My prayers were not going to be answered by the photo gods today. The park was like the surrounding area - every tree (that wasn't evergreen) was naked. But I didn't drive all that way to come out empty handed, so I shelved the original plan and started a backup.
This was my favorite spot during the last visit. The falls aren't "technically" accessible from the base, but years of explorers have made a crude trail down the side of a cliff to photograph the falls from below. Unfortunately, I didn't realize how wet it would be at the bottom of a waterfall, so I was stuck shooting from the rocks during my last visit. This time, however, I packed my rain boots so that I could wade into the river to get the shots I wanted. This comes with the obvious risk of falling or having your equipment take a swim, but it's worth the risk!
Despite the recent snow, there was enough sun to melt any snowfall around the falls themselves, so I could take the photos and "pretend" I wasn't resting my backpack against snow.
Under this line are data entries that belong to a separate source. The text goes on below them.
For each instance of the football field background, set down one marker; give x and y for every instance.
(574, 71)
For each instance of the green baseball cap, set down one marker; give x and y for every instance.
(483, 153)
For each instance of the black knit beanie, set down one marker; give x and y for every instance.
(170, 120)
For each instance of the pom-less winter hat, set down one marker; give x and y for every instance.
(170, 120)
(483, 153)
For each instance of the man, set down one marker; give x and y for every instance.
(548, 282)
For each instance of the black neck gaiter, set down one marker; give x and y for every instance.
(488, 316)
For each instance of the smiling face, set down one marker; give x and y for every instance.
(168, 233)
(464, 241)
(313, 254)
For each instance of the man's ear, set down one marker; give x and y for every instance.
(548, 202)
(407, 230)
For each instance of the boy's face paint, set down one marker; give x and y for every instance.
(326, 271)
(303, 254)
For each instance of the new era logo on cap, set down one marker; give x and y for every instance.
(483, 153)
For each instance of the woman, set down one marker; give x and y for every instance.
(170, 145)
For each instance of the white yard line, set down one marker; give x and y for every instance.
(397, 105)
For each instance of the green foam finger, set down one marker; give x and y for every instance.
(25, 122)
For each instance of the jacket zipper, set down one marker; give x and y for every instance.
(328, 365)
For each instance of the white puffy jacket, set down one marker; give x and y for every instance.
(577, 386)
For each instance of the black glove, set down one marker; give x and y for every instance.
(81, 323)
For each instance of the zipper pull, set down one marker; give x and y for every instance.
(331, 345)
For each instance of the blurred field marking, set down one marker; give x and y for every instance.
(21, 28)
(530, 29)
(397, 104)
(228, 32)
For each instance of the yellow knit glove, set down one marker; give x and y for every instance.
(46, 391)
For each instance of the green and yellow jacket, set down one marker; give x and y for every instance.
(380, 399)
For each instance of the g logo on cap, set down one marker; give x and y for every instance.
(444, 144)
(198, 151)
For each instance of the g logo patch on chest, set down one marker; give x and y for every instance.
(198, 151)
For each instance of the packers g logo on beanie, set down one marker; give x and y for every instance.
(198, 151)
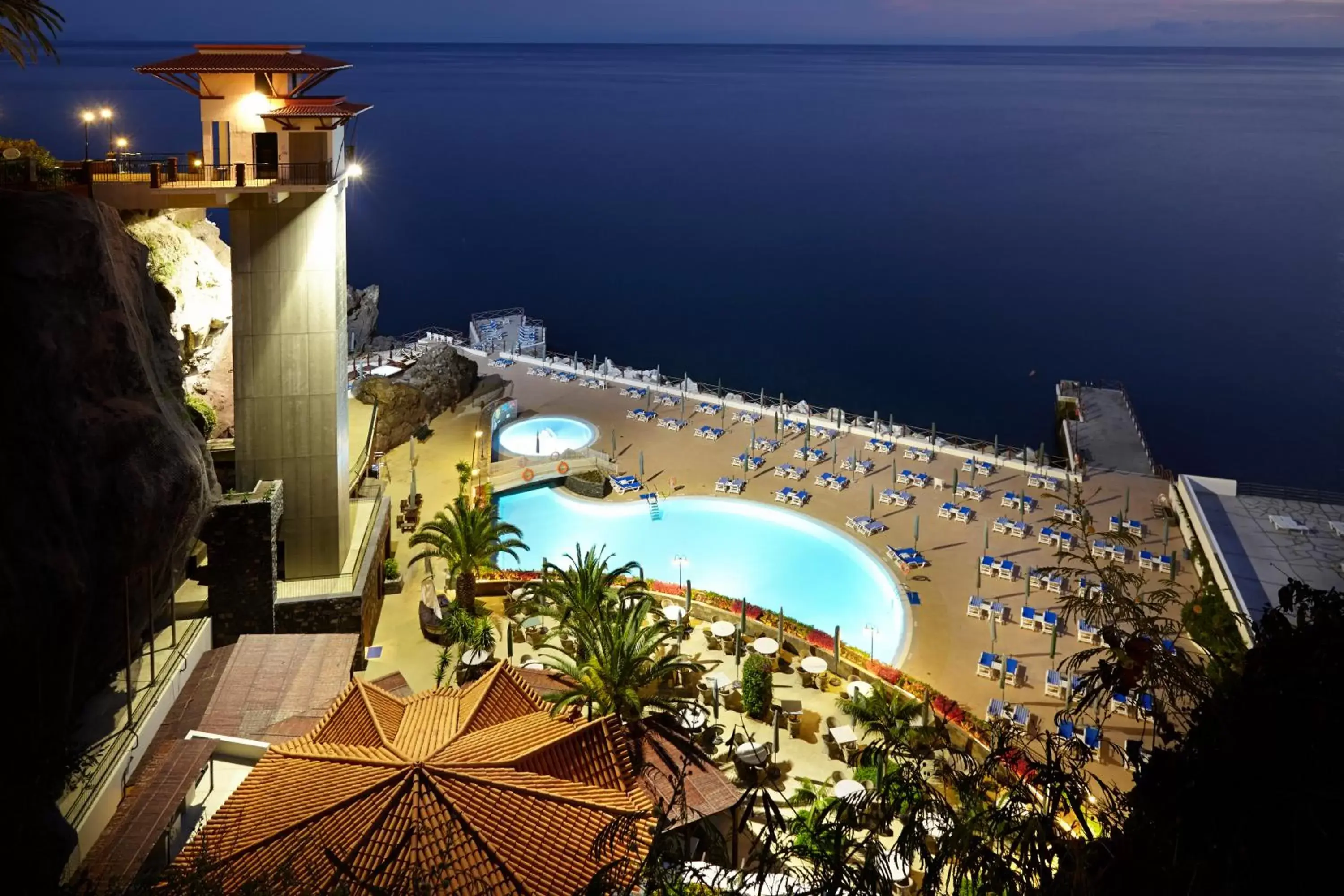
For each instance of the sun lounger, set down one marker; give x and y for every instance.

To get this shot, I pulled on the rain boots and slogged out to the middle of the stream. I had to be careful not to let the ice cold water get into my boots as I stepped and had to avoid dropping the camera as I teetered from rock-to-rock. After getting tangled in a fallen branch and almost having a catastrophic spill, I arrived at my destination for this shot.
I wanted the viewer to know this photo was taken from mid-stream, and I think I successfully achieved that look by actually being mid-steam when I took the shot! I also wanted to take a long exposure to make the flows and stream really flow. There are these swirling pools in the steam and I positioned the camera to catch the swirls from the frothy water.
This image was taken with my Nikon D800 & Nikon 24-70mm lens with an ND8 neutral density filter. It was taken at ISO 100, f/22 for 20 seconds!
I'm coming three weeks sooner! I'd rather have pre-autumn leaves than no leaves at all!